Harvan, who was from Lansford, Carbon County, donated his collection to the National Heritage Center before his death in 2002. Wysochanksy’s foundation loaned his work to the museum.
Both men were the children of immigrants and inspired by their fathers, who worked in the mining industry.
They wanted to showcase their living and working conditions, which often were hard and dangerous, Martha Capwell Fox, a museum and archives coordinator for the Heritage Corridor, said.
"This was what they were surrounded by," Capwell Fox said. "These were their neighbors, their environment, their family. They could have gone away, but neither of them went very far or for very long from where they came from.
“They were both very rooted in their surroundings and thought this needed to be documented.”
'Petroleum of that period'
Many of Harvan’s photographs are of miners from Lanscoal, a Lansford-based company formed by a group of men in 1960.
Around that time Harvan, who regularly donned a hard hat and lamp on the job, began documenting the operation, where 20 employees were the only remaining underground miners in Panther Valley until it shut down in 1972.
“It’s a good thing that Harvan [and Wysochansky] did that because of the fact that anthracite powered this country right after the Civil War until the 1920s," Capwell Fox said.
"It was the petroleum of that period of time. There has been a lot of studies since then, but at the time very few people were recording anything. So in the last years of the anthracite industry it’s really fortunate that we have this."
Wendi Blewett, a collections manager at the museum, said she was impressed by the photos and tidbits she came across while organizing the show.
“I thought it was interesting about Lanscoal," Blewett said. "I was under the impression a mine is operated by a large company and trickles down to the little people who do the mining. But they owned it. They were in charge of doing everything.
"I thought that was really fascinating. It was after the mines closed that they leased it out. They were the last of the mining companies."
Eight years of exhibitions
Also on display are photographs taken in the anthracite region by Lewis Hine in the early 1900s.
Hine’s work, particularly of miners working in the mines and coal breakers, helped development of child labor laws in our country.

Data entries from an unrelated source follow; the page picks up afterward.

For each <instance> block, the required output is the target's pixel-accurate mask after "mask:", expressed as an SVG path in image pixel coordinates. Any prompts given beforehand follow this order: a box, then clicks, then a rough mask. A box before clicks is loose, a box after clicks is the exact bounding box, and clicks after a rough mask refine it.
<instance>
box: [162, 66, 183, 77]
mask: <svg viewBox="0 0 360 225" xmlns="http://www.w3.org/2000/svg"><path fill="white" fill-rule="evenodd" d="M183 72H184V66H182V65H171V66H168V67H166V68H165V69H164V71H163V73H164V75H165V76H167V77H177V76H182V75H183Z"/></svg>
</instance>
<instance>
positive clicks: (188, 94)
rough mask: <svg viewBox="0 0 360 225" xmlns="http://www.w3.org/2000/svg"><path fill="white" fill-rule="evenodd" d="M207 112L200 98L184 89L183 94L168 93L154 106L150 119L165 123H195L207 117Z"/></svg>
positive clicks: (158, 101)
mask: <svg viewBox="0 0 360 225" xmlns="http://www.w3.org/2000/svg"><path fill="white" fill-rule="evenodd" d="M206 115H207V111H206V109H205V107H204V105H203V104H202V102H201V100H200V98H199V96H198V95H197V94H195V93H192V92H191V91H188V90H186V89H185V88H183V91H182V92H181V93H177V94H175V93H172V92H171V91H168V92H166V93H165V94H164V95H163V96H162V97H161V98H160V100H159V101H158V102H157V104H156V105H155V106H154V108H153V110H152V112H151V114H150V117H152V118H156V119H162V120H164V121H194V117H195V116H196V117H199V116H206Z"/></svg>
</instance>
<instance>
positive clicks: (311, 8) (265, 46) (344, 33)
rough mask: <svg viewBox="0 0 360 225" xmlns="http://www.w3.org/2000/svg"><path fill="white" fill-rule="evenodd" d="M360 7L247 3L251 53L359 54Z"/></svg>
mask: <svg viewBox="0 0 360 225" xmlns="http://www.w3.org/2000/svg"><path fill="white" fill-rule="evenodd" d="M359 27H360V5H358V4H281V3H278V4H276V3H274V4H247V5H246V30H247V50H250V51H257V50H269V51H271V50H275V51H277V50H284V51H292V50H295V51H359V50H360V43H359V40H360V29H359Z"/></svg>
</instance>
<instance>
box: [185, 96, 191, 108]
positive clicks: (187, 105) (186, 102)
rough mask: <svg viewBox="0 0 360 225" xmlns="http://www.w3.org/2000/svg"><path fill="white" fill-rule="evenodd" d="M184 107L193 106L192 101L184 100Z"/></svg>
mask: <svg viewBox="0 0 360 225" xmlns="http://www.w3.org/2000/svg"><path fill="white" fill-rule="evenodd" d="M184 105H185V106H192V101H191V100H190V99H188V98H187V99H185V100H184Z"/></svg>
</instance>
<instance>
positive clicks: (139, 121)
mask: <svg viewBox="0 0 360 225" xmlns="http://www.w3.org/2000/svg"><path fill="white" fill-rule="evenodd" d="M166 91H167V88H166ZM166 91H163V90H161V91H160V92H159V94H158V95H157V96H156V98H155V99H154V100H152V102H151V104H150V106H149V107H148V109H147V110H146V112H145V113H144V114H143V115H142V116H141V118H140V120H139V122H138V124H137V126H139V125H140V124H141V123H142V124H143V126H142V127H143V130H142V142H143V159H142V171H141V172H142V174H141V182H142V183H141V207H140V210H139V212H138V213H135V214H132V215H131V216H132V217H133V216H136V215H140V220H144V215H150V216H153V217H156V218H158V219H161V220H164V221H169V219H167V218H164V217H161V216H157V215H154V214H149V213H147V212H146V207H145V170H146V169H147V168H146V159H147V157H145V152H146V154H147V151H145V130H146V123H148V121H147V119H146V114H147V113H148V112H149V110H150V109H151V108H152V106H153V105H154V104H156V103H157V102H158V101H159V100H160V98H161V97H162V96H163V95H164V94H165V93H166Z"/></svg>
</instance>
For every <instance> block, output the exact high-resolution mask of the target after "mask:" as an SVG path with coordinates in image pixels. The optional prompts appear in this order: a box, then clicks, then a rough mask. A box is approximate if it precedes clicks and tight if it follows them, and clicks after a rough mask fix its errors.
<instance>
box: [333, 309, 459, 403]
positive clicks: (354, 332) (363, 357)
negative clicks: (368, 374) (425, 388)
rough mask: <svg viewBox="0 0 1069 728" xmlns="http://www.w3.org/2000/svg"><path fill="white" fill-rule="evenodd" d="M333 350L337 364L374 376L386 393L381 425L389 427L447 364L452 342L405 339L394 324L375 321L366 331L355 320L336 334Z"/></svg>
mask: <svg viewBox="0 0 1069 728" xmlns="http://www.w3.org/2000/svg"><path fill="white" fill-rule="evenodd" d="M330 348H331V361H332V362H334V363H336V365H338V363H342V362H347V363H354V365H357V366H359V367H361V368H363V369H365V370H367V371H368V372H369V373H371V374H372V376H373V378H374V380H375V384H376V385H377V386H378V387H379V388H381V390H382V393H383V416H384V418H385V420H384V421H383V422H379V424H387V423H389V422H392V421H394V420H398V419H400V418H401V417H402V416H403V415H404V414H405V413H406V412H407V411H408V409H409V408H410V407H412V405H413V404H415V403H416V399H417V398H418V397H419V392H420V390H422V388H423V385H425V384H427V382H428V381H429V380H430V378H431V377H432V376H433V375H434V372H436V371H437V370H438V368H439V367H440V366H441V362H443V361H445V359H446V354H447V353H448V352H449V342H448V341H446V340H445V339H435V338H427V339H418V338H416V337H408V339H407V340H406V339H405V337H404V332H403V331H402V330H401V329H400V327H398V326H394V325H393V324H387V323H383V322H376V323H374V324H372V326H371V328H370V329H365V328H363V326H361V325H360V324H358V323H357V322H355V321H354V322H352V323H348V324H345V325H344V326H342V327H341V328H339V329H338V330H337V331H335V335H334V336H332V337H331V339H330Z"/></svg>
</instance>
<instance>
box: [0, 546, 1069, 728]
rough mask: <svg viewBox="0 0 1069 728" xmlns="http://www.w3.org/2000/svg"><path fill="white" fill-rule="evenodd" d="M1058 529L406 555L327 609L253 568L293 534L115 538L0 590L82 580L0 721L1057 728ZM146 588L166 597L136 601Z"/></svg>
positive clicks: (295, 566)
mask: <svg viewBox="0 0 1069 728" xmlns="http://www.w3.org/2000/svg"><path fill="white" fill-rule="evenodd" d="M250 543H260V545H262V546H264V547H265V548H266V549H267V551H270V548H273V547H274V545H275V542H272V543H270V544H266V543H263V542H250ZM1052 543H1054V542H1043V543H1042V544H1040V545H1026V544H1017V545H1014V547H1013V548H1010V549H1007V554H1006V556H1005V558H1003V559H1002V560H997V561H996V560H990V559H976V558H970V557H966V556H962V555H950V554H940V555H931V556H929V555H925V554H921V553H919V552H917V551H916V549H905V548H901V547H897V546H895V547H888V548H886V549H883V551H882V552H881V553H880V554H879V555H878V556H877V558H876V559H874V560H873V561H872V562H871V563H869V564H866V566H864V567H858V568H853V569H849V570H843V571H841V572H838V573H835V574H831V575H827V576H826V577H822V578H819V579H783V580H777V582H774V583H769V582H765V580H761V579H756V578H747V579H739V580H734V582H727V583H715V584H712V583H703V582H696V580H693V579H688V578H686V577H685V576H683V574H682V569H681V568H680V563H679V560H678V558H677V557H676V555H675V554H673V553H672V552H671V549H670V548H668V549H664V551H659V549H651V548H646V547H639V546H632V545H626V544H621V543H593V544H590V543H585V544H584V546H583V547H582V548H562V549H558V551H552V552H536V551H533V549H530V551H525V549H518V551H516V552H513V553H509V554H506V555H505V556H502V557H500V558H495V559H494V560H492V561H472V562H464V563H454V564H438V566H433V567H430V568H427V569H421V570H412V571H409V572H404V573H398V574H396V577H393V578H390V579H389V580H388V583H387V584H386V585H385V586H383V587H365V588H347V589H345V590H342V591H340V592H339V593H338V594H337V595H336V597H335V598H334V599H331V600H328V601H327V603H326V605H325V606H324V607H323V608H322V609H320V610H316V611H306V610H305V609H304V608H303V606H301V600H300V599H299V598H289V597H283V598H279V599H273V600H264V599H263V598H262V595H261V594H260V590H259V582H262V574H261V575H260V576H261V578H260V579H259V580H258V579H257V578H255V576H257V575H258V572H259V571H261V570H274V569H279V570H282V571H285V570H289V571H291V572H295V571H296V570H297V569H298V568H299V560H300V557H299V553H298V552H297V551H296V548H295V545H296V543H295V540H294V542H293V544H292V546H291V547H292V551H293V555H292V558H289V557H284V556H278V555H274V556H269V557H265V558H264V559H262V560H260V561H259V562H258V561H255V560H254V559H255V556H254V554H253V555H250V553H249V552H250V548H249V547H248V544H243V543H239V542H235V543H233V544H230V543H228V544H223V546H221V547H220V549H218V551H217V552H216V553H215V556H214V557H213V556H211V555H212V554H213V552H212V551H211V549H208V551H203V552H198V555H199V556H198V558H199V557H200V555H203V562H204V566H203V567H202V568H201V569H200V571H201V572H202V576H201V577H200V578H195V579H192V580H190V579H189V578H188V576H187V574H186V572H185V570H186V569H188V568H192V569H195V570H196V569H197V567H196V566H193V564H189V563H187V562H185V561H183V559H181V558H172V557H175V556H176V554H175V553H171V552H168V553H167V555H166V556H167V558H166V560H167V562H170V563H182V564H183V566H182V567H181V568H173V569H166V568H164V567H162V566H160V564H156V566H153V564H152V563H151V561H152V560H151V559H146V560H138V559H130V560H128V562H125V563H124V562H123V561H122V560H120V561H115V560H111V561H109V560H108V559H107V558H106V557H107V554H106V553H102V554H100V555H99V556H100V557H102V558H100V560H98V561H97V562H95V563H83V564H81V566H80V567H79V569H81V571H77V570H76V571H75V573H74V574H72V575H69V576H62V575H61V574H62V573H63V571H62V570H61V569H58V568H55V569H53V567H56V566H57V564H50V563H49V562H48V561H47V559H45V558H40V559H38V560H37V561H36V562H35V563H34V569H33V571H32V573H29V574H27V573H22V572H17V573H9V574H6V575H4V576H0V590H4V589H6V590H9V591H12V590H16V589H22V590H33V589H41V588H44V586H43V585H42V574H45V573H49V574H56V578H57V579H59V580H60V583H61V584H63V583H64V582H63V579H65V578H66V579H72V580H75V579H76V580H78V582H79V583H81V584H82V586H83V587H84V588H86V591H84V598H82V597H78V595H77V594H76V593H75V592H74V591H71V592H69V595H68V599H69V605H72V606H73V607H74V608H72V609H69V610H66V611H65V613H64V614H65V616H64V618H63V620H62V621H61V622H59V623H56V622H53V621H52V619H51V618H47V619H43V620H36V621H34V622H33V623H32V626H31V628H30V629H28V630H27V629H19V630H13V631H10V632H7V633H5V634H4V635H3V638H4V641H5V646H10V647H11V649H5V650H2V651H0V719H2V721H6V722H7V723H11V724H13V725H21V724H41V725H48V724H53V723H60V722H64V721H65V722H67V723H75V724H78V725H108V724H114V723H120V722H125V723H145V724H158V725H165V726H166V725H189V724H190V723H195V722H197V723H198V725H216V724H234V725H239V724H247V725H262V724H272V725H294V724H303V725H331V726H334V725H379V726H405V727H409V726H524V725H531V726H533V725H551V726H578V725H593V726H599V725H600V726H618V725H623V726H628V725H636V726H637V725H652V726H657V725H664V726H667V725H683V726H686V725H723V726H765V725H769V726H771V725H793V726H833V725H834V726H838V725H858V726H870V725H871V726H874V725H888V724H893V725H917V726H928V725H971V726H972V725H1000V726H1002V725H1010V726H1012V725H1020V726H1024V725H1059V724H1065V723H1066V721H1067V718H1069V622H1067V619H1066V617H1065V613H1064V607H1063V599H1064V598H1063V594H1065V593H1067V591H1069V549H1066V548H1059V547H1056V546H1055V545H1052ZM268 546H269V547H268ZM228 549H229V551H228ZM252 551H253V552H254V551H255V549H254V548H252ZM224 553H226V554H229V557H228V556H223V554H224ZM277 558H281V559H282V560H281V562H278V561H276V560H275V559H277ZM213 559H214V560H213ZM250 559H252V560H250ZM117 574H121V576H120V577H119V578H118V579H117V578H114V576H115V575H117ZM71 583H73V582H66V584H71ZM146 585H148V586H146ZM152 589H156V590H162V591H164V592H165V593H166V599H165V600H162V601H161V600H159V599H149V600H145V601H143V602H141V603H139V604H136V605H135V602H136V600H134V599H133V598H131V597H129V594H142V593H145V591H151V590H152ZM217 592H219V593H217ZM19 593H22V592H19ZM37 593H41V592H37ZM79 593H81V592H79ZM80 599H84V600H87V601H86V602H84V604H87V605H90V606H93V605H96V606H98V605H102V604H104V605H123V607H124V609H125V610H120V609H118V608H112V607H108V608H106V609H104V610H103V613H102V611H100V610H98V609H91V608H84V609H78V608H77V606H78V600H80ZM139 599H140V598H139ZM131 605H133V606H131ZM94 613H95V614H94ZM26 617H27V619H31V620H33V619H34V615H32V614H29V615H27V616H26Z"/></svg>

The Heritage Corridor has been holding exhibitions at the museum since 2015.
Past shows include a look at the history of the Wilson-based Dixie Cups plant; a feature on the old amusement center, Island Park; and an in-depth look at the women who stepped into defense work in the region’s heavy industry during the second half of the 20th century.
“Coal Country Portraits” will be on display Saturday, April 1, through Dec. 17.
The National Canal Museum is open 11:30 a.m. to 4:30 p.m. Saturdays and Sundays during April and May.
Staring June 7, the museum will be open Wednesday through Sunday, with rides offered on the mule-drawn Josiah White II canal boat.
Admission is $8 for adults, $7 for ages 65 and older, $6 for ages 3-15 and free for those under 3.